Wóz to za mało, bo liczy się aplikator
Sama beczka (czy tam jak kto woli wóz) nawet tak technicznie wyrafinowana jak SV 20 to jednak nie wszystko, bo równie ważne są montowane do niej zespoły. Pichon do swojego największego wozu ma cały wachlarz różnych narzędzi, które z nim znakomicie współpracują. W zależności od samego gospodarstwa i jego profilu dla użytków zielonych czy ornych możemy dobrać odpowiednie aplikatory. Sprawdzą się zarówno te talerzowe i tarczowe, jak i łyżwowe. W ofercie Pichona znajdziemy też dobrane do wozu asenizacyjnego różnej szerokości zestawy do aplikowania gnojowicy poprzez węże wleczone.
Nadzór nad pracą zarówno samego wozu, jak i każdego rodzaju aplikatorów jest automatyczny. Do obsługi służy tu sterownik IC7s, którym operujemy za pomocą joysticka, a wszystkie wskazania pracy wyświetlane są na 7-calowym monitorze.

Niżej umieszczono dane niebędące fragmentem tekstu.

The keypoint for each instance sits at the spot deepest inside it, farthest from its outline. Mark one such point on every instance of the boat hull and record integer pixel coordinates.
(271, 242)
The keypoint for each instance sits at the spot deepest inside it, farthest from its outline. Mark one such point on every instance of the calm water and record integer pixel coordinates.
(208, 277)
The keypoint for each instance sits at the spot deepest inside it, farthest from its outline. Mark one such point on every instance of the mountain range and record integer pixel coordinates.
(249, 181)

Pichon SV 20 R to wóz, za który ci dopłacą
Największy wóz asenizacyjny marki Pichon wpisuje się wraz z aplikatorami w unijne ekoschematy. Cena, jaką będziemy musieli zapłacić, to 340 tys. zł netto, a do tego dochodzi jeszcze cena samego aplikatora. Na szczęście w ramach unijnych programów można jednak liczyć na spory zwrot z tej kwoty, bo nawet do 150 000 zł, co stanowi lwią część wydatków.